Why do some countries remain fragile states? How can they get out of what is known as ‘the fragility trap’? The study suggests that three features – political instability and violence, insecure property rights and unenforceable contracts, and corruption – conspire to create a slow-growth-poor-governance equilibrium. It argues that, even if aid is seemingly unproductive in these weak-governance environments, it could be hugely beneficial if it is invested in such a way that it helps these countries tackle the root causes of instability, insecurity and corruption.
Twenty-two of Sub-Saharan Africa’s 48 countries are classified by the World Bank as fragile and conflict-affected states. These are countries where policies and institutions or governance are so weak that the state’s ability to guarantee security to its citizens and deliver basic public services is severely limited. Since the late 1990s, their performance has been lagging behind that of non-fragile states, with the gap widening over time.

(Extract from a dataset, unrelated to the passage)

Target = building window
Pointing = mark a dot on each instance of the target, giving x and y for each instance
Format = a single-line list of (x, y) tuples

According to World Bank figures, the fragility of these countries seems to be persistent. Globally, 35 countries defined as fragile in 1979 were still fragile in 2009. Because of their weak policies and institutions, some of these countries could be caught in a low-growth-poor-governance equilibrium trap, while others risk falling into the trap if their resources are reduced by only a small margin.
This paper presents an analytical economic model and empirical estimates of the model. It finds that an economy can collapse or is at risk of falling into a low-investment, slow-growth equilibrium when:
- Instability and violence destroy part of the country’s capital stock
- Insecurity of property rights and unenforceable contracts undermine the productivity of labour
- Corruption and other forms of capture limit government tax revenues
- There is a minimum level of consumption below which people would starve.
An additional problem is that donors tend to cut aid to fragile states, fearing that it will be wasted under such conditions. However, the study’s findings also suggest that:
- Foreign aid is positively related to economic growth, and that aid to fragile states is more productive than aid in general
- If a country has access to sufficient resources that can be spent on addressing the three problems of instability and violence, insecure property rights, and high levels of corruption, it can emerge from the fragility trap or avoid falling into it and enjoy sustained growth
- Therefore, if aid can be used to help countries escape the fragility trap, the benefits could dwarf the usual considerations of low aid productivity because of weak policies and institutions
- Future research needs to examine the impact of aid at sectoral level• and interactions among policies and institutions.